SC: I want our school and district leaders to know that we are in this thing together and we want to partner with you. We’re not here to to run anything. We just want you to know how we feel and we want you to know what we know works for our children. They need us because what they’ve been doing is not working. So, try it our way. We get caught up in egos around, “These parents don’t know what they’re talking about.” Yes, we do. We know our children better than you. And if you help us navigate this thing, I believe our children will be successful and your district will be successful. And I just want them to know we’re in this to partner with you, not to tell you what to do.
EF: A lot of people are talking about this being an opportunity to rethink school in some ways that are long overdue. What are you hearing from parents about what they want the new normal to look like? How do you want it to be different?
SC: I want that new normal because what we left wasn’t normal.
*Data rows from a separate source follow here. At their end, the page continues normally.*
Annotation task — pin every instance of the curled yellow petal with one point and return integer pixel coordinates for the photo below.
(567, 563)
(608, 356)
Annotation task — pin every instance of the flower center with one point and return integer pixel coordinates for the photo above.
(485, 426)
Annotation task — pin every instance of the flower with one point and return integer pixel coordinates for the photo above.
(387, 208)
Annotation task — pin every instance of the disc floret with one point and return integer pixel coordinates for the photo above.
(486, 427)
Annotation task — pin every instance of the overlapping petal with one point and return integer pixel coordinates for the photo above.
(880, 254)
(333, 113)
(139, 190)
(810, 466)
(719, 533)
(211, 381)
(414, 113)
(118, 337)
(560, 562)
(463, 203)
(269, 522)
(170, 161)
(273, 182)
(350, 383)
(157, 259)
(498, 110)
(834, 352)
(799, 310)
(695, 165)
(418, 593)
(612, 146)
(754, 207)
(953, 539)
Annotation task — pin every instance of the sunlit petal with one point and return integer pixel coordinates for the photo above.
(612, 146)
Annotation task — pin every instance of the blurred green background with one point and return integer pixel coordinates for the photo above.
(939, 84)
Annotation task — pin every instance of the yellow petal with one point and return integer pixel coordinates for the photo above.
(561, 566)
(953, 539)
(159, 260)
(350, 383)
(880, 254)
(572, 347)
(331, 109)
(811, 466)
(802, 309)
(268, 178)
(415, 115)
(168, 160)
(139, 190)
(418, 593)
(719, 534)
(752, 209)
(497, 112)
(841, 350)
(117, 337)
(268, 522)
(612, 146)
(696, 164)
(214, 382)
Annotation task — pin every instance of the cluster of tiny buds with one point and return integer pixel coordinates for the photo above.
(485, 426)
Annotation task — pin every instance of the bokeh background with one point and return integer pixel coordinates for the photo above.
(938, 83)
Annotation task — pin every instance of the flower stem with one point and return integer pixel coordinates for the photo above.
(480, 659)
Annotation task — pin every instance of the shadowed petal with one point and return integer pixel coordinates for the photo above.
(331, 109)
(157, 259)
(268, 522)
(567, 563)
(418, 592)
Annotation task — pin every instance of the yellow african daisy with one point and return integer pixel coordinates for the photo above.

Our kids were failing. I want the new normal to look like schools listening to parents, and kids going to school. And when they leave that school, they can read and they can do math on grade-level. That’s what I want. Give parents the resources they need at home, because you can’t tell me that if you tell me my eighth-grader is reading on a first-grade reading level, that I as a grandparent or a parent won’t try to help that child to try to get where they need to be. We need the resources at home. I would also like to see teachers get the support that they need. If you have a young teacher coming into school for the first time to teach children, especially low-income underserved children, you got to train them how to deal with those children and how to teach those children.
EF: Is there anything about your kids’ or grandkids’ teachers that you have loved that you feel like really made them stand out?
SC: I live in this community, so I would drive through this community often, and sometimes the teachers were in those buildings until nine o’clock at night getting ready for the next day. I’ve seen teachers loving on kids. When kids had issues at home, they stepped in to help those kids. I have seen kids lose parents, and they were right there with those kids. That’s how you build a relationship. I see some of those kids now, and they still bring that up. Teachers with empathy, not sympathy, but empathy for children, and loving on children and nurturing children—that’s what made a school a success.
EF: What is giving you hope during this unbelievable time? What stories are inspiring you?
SC: Parents are rising up and saying, “I want this for my child.” We have monthly meetings with our parents to give them the information that they need. When you give parents the tools they need, they can stand up. We’re not in this fight as an advocacy organization. We’re here to train our parents. Once our parents get trained, they can go out and fight. We’ll fight with them, but if we educate them, they’ll know what they’re fighting for and we can go and have their backs. I have got hope that sooner or later, people are going to listen to parents from a federal level, a local level, and district level. I have that hope because parents are not going be quiet anymore.